As a consequence of McCullough’s focus, the reader misses the majority of Theodore’s political career (and the accompanying theatrics) including his time as Civil Service Commissioner, NYC Police Commissioner, Assistant Secretary of the Navy…and his presidency. But the lives of his parents and siblings (and his relationships with each) are captured brilliantly and provide valuable historical insight.
“Mornings on Horseback” is also well researched and often extremely detailed. And while not quite McCullough at his very best (his two Pulitzer prizes came about a decade later) it proves a wonderfully-told and endlessly entertaining story. One of the most familiar and celebrated features of his more recent narratives is on full display – his masterful ability to describe a scene in a way that dazzles and captivates the reader.
Particularly interesting chapters include those on his father’s nomination by President Hayes to be Collector of the Port of New York and TR’s adventures in the Dakota Badlands following the unexpected death of his first wife. And while the topic did not quite fill an entire chapter, you might not get as complete or rewarding a history of the earliest days of Harvard University if you were skip the book and take the campus tour.
But McCullough’s approach possesses several shortcomings. Most importantly for the ardent Teddy Roosevelt fan, the book never fully penetrates his mind or his soul. Although his actions are well-described and his family life revealed in colorful detail, the reader never gets really gets to know the future president or understand how his childhood experiences shaped his later career.
And although McCullough consistently demonstrates his prowess at scene-setting, he often fails to inform the reader why a particular setting is important to the story. Because so many of the book’s transitions from one scene to another are anything but seamless, the reader is often left to digest two or three pages before understanding the significance of a new topic to the storyline.
Also, McCullough’s attention and focus proves surprisingly uneven. Important topics sometimes secure an entire chapter (a detailed discussion of asthma, for example) while in other instances they hardly earn more than a page or two. Roosevelt’s campaign for mayor of New York City and the circumstances surrounding his second marriage, combined, were worth just over four pages.
The two most frequent complaints about McCullough’s book, however, are that it ends too soon…and ends too abruptly.

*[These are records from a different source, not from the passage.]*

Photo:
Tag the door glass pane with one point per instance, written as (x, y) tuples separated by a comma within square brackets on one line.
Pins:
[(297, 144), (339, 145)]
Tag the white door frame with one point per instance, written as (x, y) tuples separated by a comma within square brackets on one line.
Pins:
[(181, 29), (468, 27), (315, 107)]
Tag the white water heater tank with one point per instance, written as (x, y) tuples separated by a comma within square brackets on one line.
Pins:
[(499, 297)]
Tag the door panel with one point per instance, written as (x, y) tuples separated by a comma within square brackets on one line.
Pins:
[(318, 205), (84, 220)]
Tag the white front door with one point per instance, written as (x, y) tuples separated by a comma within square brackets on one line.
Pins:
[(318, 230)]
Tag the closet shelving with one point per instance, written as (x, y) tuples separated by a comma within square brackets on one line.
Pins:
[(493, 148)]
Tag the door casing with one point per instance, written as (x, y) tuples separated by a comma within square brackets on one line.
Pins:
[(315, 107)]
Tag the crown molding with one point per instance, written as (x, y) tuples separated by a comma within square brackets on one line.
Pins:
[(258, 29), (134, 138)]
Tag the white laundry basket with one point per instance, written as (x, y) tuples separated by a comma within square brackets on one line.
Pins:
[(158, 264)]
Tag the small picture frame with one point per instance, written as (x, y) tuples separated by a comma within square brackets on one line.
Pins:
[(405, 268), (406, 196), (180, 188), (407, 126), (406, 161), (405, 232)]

The first grievance, of course, is really a compliment. But the second complaint has far deeper roots. Other than a helpful “Afterward” which in brief form follows Roosevelt and his siblings to the end of their lives, the book ends suddenly and without warning.
Overall, David McCullough’s “Mornings on Horseback” is entertaining and offers a unique perspective on Roosevelt’s early life. But it proves far more descriptive than interpretive. Readers seeking to understand TR thoroughly will come away disappointed, and Edmund Morris’s “The Rise of Theodore Roosevelt” may prove more rewarding. But for those hoping to view the young Theodore Roosevelt through the lens of his family’s daily life, there can be no better choice.